瞬間と永遠―『赤黄色の金木犀』[志村正彦LN143]

 フジファブリック『赤黄色の金木犀』、四季盤の秋の曲はどのようにできあがったのだろうか。
 志村正彦はあるインタビューで次のように語っている。(oricon style  文:井桁学)

秋は夏が終わった憂いがあって、四季の中でも一番グッとくる季節だし、前々からいい形で秋の曲を作りたいと思っていたんです。秋の風景にはいろいろありますけど、今回はある帰り道に思ったことを瞬間的に切り取って曲にしました。

 歌詞の該当部分を抜き出してみる。

  赤黄色の金木犀の香りがして
  たまらなくなって
  何故か無駄に胸が
  騒いでしまう帰り道          (『赤黄色の金木犀』志村正彦)


 ある帰り道で「金木犀の香り」がする。その香りで「たまらなくなって」、「何故か無駄に胸が騒いでしまう」。香りというのは我々の記憶の深いところに作用する。意識にも上らない何かの出来事、その香りが意識の底に張り付いているのかもしれない。「何故か」「無駄に」と形容しているように、それがで何あるかは歌の主体にとっても分からない。あるいはすぐには思い出せないものかもしれない。

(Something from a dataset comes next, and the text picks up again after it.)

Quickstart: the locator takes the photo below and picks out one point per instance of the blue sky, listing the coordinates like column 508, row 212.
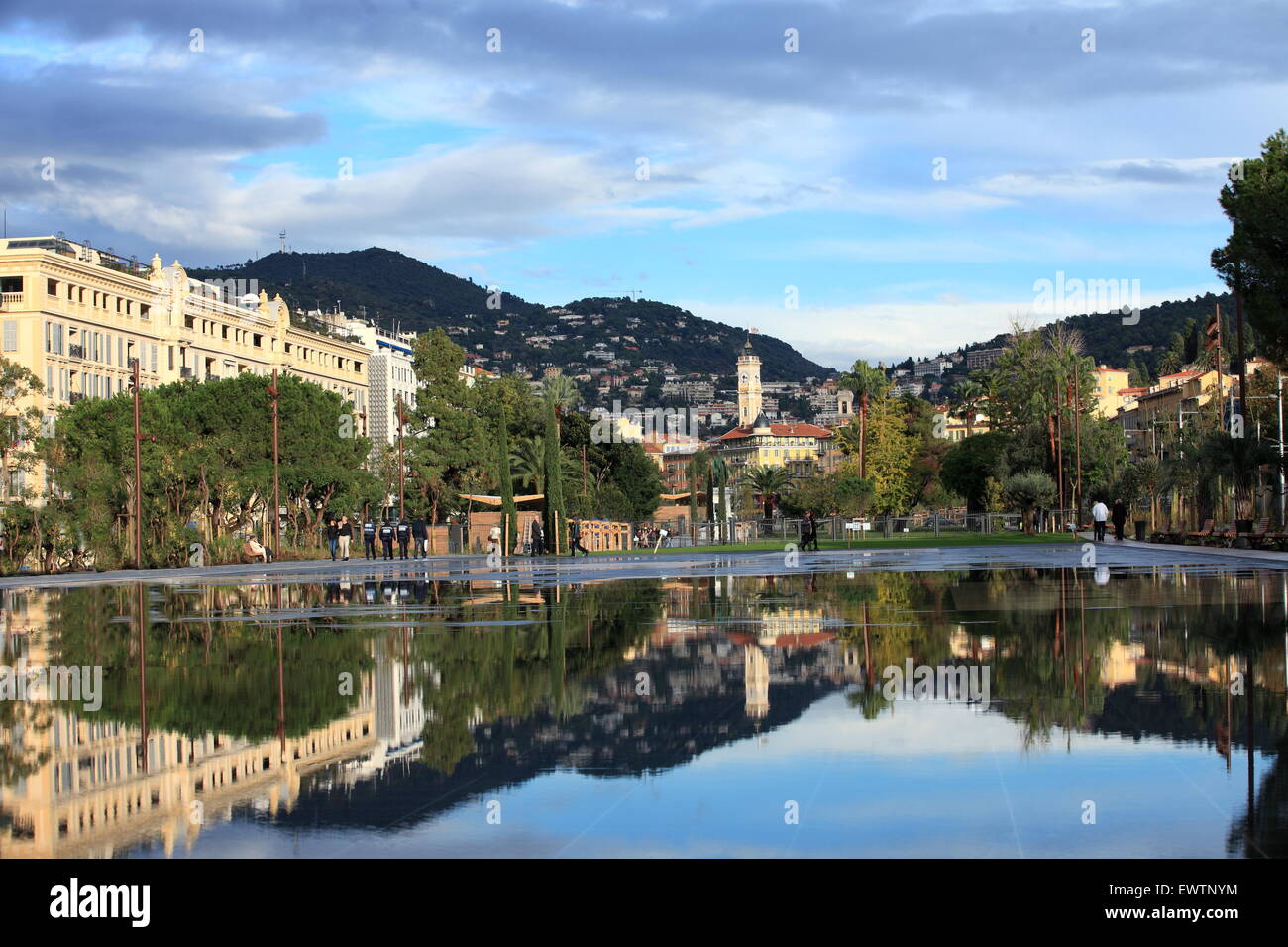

 「金木犀の香り」の到来、「胸」の騒ぎ、どちらも瞬間的にしか切り取ることができないもの、それを楽曲に変換していく。言葉で語ることのできない何かを言葉で分節しないままに、身体の律動や感覚の揺れとして楽曲を形作る。前奏と後奏のアルペジオの印象に近いものかもしれない。その流れの中で、言葉が、歌詞の元となるものが浮上する。それは断片的なモチーフに過ぎないが、楽曲と複合していくことで『赤黄色の金木犀』の原型が形成される。これはあくまで推測であるが。

 フジファブリックがスタジオに入り、楽曲が完成する。前回も引用した志村の発言がそこからの過程を明らかにしている。

ただ歌詞は、いつもオケが完成してから一番最後に作るんですよ。むしろ演奏(の印象)を何倍にもするような歌詞を書きたい。

 夏が終わった憂い。秋の日の帰り道。その時その場の瞬間的な想いから、言葉として楽曲として『赤黄色の金木犀』が完成するまではかなりの時間を要したことだろう。
 言葉が楽曲を、楽曲が言葉を、互いが互いに作用し、より高い次元に引き上げていく。瞬間が作品となる。ある永遠となる。それを志村正彦の時間と名付けてみたい気がする。